In Saudi Arabia, however, seaborne crude oil exports dropped to one of the lowest weekly levels seen thus far in 2018. Although export volumes will continue to vary from week to week, this may be an early sign that Saudi Arabia is willing to rein in its production in the coming months, in an effort to support prices.

The December OPEC meeting is set to be critical in this regard, as producers discuss further output cuts in 2019. The re-imposition of US sanctions on Iran has created volatility in Iran's oil sector, and therefore, the broader oil market.

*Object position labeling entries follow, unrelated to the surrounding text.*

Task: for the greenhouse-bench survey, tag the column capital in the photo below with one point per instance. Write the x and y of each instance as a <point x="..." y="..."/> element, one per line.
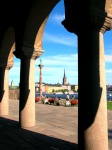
<point x="31" y="53"/>
<point x="100" y="20"/>
<point x="95" y="20"/>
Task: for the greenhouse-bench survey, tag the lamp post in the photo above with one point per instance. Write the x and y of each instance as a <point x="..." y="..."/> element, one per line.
<point x="40" y="88"/>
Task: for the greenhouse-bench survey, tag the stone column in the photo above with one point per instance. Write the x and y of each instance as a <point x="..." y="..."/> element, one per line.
<point x="4" y="91"/>
<point x="92" y="112"/>
<point x="27" y="89"/>
<point x="40" y="66"/>
<point x="92" y="105"/>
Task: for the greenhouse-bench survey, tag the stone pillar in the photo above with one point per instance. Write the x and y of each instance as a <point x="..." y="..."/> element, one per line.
<point x="27" y="89"/>
<point x="92" y="112"/>
<point x="4" y="91"/>
<point x="40" y="86"/>
<point x="92" y="105"/>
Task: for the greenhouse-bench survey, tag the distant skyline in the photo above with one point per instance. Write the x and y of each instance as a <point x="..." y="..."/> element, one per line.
<point x="60" y="52"/>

Although the US awarded last-minute sanctions waivers to major importers of Iranian oil, Iran began under-reporting its official export levels in mid-September, in an effort to evade sanctions. Iran's oil exports have fallen by a significant margin in October-November compared with the start of 2018, but according to CargoMetrics' comprehensive data collection, its real export levels are much higher than officially broadcast totals.

Meanwhile, the global economy is set to settle in 2019-20, as rising interest rates and inflation begin to limit consumption in major developed economies, and the US-China trade war starts to toll on those economies.

Cailin Birch, EIU's global economist, said, “We expect oil demand growth to slow in the coming months compared with 2017-18, as the global economic cycle starts to turn. The level of oil supplies from Russia, where oil companies are launching new fields after a two-year freeze, and Iran, where real export volumes are difficult to assess, will, therefore, have a major impact on prices.”